Von CDU bis Linke forderten am Mittwoch alle Fraktionen, dass "homosexuelle Männer nicht weiter unter Generalverdacht gestellt werden".

Ein beeindruckendes Signal gegen Diskriminierung aus dem Saarland: Die Landesregierung soll sich dafür einsetzen, dass das bestehende Blutspendeverbot für homo- und bisexuelle Männer aufgehoben wird. Dies beschloss der Landtag am Mittwochmittag einstimmig nach einer sehr sachlichen Diskussion. Die Fraktionen von CDU, SPD, Linken und Grünen hatten sich zuvor einem entsprechenden Antrag der Piraten (PDF) angeschlossen.

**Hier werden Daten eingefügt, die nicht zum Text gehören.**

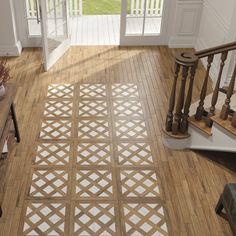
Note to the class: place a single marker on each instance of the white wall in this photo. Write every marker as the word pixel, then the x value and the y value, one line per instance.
pixel 9 43
pixel 184 23
pixel 217 27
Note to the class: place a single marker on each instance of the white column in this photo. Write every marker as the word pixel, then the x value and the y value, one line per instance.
pixel 9 43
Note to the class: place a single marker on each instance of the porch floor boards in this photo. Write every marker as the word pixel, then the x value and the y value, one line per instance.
pixel 95 30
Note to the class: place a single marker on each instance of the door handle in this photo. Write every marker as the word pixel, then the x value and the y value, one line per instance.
pixel 37 11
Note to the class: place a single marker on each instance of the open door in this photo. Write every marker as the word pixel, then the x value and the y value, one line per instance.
pixel 143 22
pixel 54 27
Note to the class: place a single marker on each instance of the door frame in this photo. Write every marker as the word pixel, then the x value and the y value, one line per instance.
pixel 144 40
pixel 50 58
pixel 22 26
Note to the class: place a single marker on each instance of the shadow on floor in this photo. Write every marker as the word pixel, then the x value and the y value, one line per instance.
pixel 225 159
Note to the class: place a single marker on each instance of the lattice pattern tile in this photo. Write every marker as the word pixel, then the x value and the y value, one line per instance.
pixel 55 129
pixel 49 183
pixel 144 219
pixel 54 108
pixel 139 183
pixel 94 184
pixel 44 219
pixel 134 154
pixel 96 108
pixel 93 129
pixel 52 154
pixel 127 108
pixel 92 90
pixel 60 91
pixel 94 154
pixel 131 129
pixel 125 91
pixel 94 219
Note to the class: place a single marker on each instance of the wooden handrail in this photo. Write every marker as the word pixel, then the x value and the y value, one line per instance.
pixel 179 106
pixel 216 50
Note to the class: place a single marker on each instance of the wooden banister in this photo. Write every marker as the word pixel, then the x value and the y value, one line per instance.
pixel 200 109
pixel 217 88
pixel 178 112
pixel 216 50
pixel 226 107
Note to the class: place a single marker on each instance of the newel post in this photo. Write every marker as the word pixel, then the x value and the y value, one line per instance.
pixel 169 118
pixel 178 112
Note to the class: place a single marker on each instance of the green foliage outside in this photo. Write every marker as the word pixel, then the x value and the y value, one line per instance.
pixel 101 7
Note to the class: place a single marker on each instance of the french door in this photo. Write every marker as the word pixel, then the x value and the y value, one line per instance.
pixel 143 22
pixel 54 28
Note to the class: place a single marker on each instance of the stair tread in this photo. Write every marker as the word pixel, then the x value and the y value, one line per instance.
pixel 200 125
pixel 226 124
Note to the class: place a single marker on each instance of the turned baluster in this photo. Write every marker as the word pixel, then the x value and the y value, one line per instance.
pixel 169 118
pixel 216 90
pixel 233 123
pixel 180 102
pixel 200 109
pixel 184 123
pixel 226 107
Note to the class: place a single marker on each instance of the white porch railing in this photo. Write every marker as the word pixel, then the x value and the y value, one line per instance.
pixel 153 8
pixel 75 7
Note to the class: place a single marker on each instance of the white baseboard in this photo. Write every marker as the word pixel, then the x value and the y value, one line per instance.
pixel 182 42
pixel 11 50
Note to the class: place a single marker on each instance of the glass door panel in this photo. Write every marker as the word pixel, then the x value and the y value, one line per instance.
pixel 142 22
pixel 54 24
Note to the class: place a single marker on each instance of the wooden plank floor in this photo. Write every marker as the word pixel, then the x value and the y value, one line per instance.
pixel 191 182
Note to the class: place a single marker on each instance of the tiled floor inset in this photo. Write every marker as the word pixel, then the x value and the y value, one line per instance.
pixel 94 219
pixel 96 108
pixel 49 183
pixel 60 91
pixel 54 108
pixel 93 90
pixel 44 219
pixel 56 129
pixel 127 108
pixel 139 183
pixel 144 219
pixel 93 184
pixel 137 154
pixel 94 158
pixel 52 154
pixel 125 91
pixel 94 154
pixel 131 129
pixel 93 129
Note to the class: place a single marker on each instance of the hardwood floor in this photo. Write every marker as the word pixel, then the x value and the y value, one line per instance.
pixel 191 182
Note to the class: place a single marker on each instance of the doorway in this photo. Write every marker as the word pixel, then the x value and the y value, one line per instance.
pixel 106 22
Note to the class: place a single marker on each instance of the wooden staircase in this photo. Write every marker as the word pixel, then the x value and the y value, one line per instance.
pixel 215 111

Das Risiko bemesse sich nicht an der sexuelle Orientierung des Blutspenders, sondern "danach, ob die Sexualpraktiken 'safe' oder 'unsafe' sind", heißt es in dem Beschluss. Das Leben "in einer monogamen Partnerschaft" oder der stete "safe" Verkehr sei zur Zulassung ausreichend.

Die Landesregierung solle sich nach dem Willen des Landtags dafür einsetzen, dass "homosexuelle Männer nicht weiter unter Generalverdacht gestellt werden und eine diskriminierungsfreie Regelung geschaffen wird, bei der in den verwendeten Fragebögen statt der sexuellen Orientierung das Risikoverhalten bei Spenden abgefragt wird und gegebenenfalls zum Ausschluss führt".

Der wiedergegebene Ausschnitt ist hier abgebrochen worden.